Wir haben die IT-Prioritätenumfrage 2020 wiederholt, um die Reaktion von IT-Abteilungen auf COVID-19 zu erfassen. Endbenutzer-Computing und mobilen Apps steigerten ihre Bedeutung.

Endbenutzer-Computing ist der große Krisengewinner der COVID-19-Pandemie. Im Frühjahr setzten sich noch viele Unternehmen damit auseinander, wie sie ihre On-Premises-Arbeitsplätze optimieren konnten: Windows-10-Migration und die Verwaltung von Nutzerprofilen spielten eine große Rolle.

Diese Themen sind in unserer neuen Erhebung 2020 weitgehend ins Hintertreffen geraten – nicht nur, weil nach dem Supportende von Windows 7 im Januar 2020 die Migrationen nun hoffentlich abgeschlossen sein sollten. Stattdessen hat die Bereitstellung von Fernarbeit den ersten Platz belegt (Abbildung 1). Beinahe die Hälfte der Unternehmen arbeitet daran. Insgesamt haben 94 Prozent der Unternehmen angegeben, im Endbenutzerbereich Projekte für 2021 geplant zu haben.

Umfrage IT-Prioritäten 2020/2021 Endbenutzer-Computing
Abbildung 1: Home-Office und zugehörige Technologien haben das Endbenutzer-Computing-Feld von hinten aufgerollt.

Im Zusammenhang mit der Home-Office-Bereitstellung ist auch der starke Anstieg der geplanten Anschaffungen von Endgeräten zu betrachten – fast ein Viertel baut die Hardware aus, an der Endbenutzer arbeiten oder modernisiert sie. Dass viele Unternehmen ihre Budgets hin zu Anfang 2020 noch ungeplanten PC-Käufen verlagern mussten wurde bereits im Frühsommer ersichtlich, als Hardware rund um da Heimbüro teilweise ausverkauft war und die Preise stark anstiegen.
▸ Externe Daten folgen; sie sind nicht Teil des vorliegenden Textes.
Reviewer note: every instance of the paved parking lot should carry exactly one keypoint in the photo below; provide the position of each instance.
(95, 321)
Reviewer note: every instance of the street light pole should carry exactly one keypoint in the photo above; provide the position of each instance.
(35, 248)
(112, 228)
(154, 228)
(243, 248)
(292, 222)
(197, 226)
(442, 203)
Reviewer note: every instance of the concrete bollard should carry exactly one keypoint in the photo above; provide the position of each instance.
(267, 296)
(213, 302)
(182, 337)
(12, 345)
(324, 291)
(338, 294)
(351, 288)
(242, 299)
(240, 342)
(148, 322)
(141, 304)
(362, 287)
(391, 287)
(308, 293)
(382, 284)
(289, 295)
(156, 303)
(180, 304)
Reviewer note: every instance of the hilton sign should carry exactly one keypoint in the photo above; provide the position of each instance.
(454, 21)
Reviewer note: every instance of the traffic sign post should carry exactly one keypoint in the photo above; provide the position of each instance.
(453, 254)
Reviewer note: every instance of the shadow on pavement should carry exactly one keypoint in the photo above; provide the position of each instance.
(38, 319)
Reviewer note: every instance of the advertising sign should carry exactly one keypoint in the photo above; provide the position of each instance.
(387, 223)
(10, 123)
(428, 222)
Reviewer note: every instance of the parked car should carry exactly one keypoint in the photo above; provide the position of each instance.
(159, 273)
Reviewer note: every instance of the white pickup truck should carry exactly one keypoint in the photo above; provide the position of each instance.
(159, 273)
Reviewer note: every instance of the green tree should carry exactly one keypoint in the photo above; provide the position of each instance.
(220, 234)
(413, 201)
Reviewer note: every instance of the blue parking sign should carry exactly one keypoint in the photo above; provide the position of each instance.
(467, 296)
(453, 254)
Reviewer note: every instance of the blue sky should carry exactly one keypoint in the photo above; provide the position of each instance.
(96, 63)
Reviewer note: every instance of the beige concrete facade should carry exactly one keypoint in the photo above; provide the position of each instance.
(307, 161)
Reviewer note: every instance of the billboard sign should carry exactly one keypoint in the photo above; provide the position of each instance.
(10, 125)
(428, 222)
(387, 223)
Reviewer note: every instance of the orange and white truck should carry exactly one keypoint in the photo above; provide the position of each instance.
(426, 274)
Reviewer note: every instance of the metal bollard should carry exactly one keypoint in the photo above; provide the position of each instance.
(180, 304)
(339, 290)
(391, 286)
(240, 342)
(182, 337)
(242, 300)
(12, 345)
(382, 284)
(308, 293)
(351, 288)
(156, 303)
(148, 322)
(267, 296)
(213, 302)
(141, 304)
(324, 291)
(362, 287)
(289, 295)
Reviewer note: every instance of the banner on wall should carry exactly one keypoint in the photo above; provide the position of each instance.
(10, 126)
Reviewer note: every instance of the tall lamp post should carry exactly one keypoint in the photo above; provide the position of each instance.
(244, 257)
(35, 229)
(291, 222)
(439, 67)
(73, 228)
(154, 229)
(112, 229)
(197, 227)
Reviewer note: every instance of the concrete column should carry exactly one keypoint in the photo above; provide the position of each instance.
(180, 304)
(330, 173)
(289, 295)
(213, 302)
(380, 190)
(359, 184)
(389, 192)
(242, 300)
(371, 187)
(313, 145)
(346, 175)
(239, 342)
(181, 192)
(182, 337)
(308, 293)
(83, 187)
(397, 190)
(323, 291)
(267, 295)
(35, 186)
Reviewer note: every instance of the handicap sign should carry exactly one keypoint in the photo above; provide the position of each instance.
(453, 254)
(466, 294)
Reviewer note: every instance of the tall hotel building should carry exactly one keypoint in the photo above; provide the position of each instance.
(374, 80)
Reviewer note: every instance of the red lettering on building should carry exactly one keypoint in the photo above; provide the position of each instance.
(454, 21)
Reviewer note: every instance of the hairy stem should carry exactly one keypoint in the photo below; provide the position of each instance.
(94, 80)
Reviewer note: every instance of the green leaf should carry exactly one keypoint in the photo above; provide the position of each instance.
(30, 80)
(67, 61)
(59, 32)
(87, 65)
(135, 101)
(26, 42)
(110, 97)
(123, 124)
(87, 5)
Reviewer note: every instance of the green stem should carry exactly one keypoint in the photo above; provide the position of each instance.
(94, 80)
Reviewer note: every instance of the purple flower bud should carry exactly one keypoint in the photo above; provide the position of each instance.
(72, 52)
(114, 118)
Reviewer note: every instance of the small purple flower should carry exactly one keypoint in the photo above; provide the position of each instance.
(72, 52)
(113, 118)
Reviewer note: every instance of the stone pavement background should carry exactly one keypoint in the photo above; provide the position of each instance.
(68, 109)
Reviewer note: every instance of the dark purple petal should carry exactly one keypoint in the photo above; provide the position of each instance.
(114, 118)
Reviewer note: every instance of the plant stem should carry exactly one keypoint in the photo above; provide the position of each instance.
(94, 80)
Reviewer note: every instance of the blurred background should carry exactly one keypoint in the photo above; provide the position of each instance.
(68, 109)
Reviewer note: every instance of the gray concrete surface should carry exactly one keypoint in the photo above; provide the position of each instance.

Etwas überraschend ist jedoch angesichts der kräftig gerührten Werbetrommeln, das VDI (virtuelle Desktop-Infrastruktur), Thin Clients und DaaS (Desktop as a Service) gegenüber der Umfrage Anfang 2020 nur leichte oder gar keinen Anstieg bei den geplanten Projekten verzeichnen können. Die zugehörigen Systeme dürften für viele Unternehmen schlicht zu teuer oder aufwendig sein, als dass es sich lohnen würde die notwendige Hardware anzuschaffen oder sie, im Falle von Desktop as a Service, dauerhaft als Teil der IT-Strategie zu belassen. Insgesamt planen 22 Prozent der Unternehmen, langfristig mindesten der Hälfte der Mitarbeiter Fernarbeit ermöglichen zu wollen.